Bilancio devastante, quello delle vittime in Libia: le inondazioni, a dir poco devastanti, hanno finora causato almeno 5.500 morti e più di 7.000 feriti. Le ultime stime parlano di circa 10.000 dispersi, con 30.000 sfollati.
Il Mare di Derna, lungo la costa orientale, ha cambiato colore, divenendo un immenso tappeto di fango e mota: centinaia i corpi che si riversano a riva, oltre alle tonnellate di terra venuta giù dalle montagne. Sono decine e decine, le fosse comuni scavante da chi è sopravvissuto.
Morte e devastazione
Abdul Rahim Mazi, direttore del centro medico di Al-Bayda, ha una stima ancora peggiore: secondo lui, i morti del ciclone Daniel, che domenica e lunedì si è abbattuto sulla Libia, sono anche di più, probabilmente oltre 20.000. Dal satellite giungono immagini terrificanti: nel deserto sono apparse zone acquitrinose, mai viste in quelle lande sabbiose. Tra domenica e lunedì si è scatenato l’inferno sulla Terra, quando hanno ceduto le due dighe sul Wadi Derna, le cui acque hanno travolto la città di Derna (oltre 100 mila abitanti), spazzando via ogni cosa sul cammino.

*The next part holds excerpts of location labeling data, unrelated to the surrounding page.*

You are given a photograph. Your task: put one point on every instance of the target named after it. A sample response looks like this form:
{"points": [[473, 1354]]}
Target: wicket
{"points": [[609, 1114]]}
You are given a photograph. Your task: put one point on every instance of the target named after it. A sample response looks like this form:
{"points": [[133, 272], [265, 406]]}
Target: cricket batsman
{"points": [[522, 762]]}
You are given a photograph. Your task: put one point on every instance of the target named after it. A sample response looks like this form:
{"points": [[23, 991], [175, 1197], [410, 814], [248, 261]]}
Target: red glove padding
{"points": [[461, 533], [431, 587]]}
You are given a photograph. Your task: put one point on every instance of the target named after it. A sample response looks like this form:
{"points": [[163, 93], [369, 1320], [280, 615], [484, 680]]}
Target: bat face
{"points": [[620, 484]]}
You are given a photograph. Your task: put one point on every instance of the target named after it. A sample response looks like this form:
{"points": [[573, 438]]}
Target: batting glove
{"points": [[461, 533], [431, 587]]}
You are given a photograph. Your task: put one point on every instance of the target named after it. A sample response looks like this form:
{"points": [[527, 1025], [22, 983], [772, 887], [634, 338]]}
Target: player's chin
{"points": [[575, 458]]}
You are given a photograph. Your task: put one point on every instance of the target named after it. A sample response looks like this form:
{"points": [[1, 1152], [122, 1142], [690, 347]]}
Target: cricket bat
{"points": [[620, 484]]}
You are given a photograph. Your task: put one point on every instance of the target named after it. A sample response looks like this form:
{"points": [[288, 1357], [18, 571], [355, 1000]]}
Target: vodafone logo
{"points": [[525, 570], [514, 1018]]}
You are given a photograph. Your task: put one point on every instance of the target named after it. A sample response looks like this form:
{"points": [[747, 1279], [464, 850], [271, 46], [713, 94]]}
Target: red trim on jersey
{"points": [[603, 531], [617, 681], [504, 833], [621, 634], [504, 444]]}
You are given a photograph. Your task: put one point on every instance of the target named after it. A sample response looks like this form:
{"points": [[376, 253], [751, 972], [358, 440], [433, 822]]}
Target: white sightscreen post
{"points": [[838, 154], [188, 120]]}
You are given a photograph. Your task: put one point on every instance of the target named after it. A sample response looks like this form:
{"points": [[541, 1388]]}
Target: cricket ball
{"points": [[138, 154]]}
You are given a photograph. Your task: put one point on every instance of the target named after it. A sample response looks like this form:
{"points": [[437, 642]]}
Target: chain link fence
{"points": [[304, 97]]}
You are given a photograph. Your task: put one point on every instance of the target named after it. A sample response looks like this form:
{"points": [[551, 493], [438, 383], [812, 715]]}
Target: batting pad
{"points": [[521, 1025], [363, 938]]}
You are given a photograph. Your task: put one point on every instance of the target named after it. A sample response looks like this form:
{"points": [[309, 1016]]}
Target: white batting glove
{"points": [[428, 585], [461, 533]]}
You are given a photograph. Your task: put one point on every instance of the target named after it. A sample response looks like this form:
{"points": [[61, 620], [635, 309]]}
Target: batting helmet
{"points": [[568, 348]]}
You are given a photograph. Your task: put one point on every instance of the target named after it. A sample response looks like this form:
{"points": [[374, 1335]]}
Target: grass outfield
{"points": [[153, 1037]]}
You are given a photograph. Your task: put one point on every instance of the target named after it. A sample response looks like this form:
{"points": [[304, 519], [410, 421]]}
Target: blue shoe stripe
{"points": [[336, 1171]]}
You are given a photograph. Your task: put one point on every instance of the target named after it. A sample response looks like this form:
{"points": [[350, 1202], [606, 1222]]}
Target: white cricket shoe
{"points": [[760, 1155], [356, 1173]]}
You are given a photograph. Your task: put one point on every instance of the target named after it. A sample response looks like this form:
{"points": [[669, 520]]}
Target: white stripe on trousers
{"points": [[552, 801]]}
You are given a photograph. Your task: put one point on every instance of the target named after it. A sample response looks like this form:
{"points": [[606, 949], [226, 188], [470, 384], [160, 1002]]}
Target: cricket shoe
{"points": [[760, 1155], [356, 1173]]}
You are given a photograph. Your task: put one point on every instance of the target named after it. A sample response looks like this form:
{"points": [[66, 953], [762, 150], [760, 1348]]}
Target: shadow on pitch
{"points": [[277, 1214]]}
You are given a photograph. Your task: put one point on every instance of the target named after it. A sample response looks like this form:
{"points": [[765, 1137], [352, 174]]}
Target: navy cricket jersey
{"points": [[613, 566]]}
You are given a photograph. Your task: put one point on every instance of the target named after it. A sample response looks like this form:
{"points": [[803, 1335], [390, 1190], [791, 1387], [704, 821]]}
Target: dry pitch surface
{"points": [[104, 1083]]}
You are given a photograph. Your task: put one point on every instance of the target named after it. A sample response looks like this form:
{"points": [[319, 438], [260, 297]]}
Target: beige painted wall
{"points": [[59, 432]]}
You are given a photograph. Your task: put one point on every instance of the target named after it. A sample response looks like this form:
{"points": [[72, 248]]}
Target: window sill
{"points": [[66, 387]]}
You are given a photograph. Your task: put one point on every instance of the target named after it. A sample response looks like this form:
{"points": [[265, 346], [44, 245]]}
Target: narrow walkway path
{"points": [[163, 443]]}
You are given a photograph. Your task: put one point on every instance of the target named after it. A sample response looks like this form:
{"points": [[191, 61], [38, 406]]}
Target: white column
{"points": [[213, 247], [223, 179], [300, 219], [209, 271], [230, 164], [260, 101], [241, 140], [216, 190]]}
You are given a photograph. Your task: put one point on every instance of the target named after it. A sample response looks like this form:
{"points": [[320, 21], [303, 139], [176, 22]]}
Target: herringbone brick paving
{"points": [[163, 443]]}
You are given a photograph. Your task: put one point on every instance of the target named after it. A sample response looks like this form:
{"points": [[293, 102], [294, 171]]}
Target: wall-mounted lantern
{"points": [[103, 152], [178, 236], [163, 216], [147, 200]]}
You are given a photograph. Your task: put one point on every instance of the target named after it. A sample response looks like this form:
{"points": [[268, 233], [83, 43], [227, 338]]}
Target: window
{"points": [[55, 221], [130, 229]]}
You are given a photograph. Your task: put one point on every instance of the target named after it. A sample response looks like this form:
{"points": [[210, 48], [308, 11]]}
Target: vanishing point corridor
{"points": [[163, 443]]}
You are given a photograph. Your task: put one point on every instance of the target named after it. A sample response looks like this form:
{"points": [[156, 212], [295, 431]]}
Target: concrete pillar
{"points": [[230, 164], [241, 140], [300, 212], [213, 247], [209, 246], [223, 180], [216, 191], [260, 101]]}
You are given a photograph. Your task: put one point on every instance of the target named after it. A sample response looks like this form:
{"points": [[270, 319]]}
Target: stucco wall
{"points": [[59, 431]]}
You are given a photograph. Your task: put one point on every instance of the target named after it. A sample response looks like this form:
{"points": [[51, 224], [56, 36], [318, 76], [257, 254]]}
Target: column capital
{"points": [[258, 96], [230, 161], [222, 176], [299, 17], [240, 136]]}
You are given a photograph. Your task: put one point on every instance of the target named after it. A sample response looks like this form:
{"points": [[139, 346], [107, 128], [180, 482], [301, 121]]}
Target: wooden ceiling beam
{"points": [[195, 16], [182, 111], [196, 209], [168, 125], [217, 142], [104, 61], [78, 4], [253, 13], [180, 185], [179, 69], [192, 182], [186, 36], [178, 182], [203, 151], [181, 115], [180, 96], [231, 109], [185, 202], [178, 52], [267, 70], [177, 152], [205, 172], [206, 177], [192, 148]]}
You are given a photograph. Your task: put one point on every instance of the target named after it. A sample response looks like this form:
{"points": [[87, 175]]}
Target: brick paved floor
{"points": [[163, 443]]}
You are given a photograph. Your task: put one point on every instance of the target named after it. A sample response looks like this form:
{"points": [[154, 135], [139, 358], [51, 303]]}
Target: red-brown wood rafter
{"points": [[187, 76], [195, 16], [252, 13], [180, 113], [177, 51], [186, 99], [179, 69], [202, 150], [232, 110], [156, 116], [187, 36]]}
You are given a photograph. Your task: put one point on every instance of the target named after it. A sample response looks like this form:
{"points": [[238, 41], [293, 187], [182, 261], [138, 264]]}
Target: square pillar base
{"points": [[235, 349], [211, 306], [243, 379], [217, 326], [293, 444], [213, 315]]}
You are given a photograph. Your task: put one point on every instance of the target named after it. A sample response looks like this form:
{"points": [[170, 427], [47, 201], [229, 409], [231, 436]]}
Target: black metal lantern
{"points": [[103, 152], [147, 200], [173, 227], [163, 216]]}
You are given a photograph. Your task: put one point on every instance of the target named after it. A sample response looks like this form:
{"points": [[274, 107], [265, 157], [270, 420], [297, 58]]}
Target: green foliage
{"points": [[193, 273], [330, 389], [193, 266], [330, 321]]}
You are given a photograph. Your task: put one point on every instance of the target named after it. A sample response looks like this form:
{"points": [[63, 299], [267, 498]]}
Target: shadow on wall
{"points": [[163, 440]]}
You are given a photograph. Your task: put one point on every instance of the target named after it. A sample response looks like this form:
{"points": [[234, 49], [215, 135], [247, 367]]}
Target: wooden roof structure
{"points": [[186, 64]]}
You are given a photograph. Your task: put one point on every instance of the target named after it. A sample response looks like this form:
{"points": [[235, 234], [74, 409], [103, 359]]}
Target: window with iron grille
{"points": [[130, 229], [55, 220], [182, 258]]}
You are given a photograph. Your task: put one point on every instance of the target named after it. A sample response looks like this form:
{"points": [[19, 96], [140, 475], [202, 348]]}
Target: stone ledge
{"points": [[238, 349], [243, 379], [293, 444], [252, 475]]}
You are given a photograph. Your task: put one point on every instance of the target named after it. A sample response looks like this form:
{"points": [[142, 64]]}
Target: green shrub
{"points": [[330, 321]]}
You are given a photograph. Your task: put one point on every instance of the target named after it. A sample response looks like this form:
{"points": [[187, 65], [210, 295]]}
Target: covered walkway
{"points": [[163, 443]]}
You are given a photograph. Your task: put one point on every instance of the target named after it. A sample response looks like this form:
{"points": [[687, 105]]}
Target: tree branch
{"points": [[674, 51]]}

Una marea di fango assassino, venuta già alle montagne del Jabal Akhdar, con dighe e ponti disintegrati, interi isolati sommersi: chi era presente ha parlato di fortissimi boati che hanno preceduto l’inondazione. La furia dell’acqua, l’enorme massa di detriti e masserizie ha abbattuto palazzi ed infrastrutture fatiscenti, costruiti in violazione di qualsiasi regola urbanistica, dopo decenni di far west amministrativo seguiti al dopo Gheddafi.
Libia a pezzi
Dopo la politica, che ha diviso il Paese in due tronconi (ad est il regime militare di Haftar, a Bengasi; ad ovest il governo legittimato dalla comunità internazionale di Abdelhamid Dbeibah), è toccato alla furia degli elementi finire il lavoro: le dighe di Derna non hanno potuto opporre alcuna resistenza alla distruzione (troppo vetuste, senza manutenzione da anni). Tra le vittime anche stranieri (almeno 400 persone), soprattutto sudanesi ed egiziani: uno sfacelo, un dramma umanitario da cui sarà impossibile riprendersi nel breve periodo. Hichem Abu Chkiouat, Ministro dell’aviazione civile di Bengasi, è distrutto: “Ricostruire costerà miliardi di dollari, che non abbiamo”.
Derna è in ginocchio: nei quartieri in cui le infrastrutture e gli edifici non sono stati rasi al suolo, i danni sarebbero talmente gravi da essere irreparabili. Solo due strade su sette garantiscono l’accesso da sud alla città, rendendo difficili i soccorsi umanitari, con la comunità internazionale che inizia ad allestire la macchina degli aiuti.
Italia presente
Il Governo italiano ha già inviato due C130 dell’aeronautica militare: trasporteranno personale ed esperti di rischio acquatico con attrezzature a supporto e materiale logistico per le emergenze. In aggiunta, la nave San Giorgio, della Marina Militare, è in partenza per raggiungere l’area colpita: ove fosse necessario, anche la San Marco potrebbe giungere in ausilio.
“Vogliamo contribuire fattivamente al pronto ristabilimento di un paese partner e amico” ha dichiarato il nostro Ministro degli esteri, Antonio Tajani. L’emergenza continua, per un paese, la Libia, politicamente instabile ed economicamente depresso: forse un miracolo soltanto potrebbe risollevarne le sorti. Non ci resta che pregare.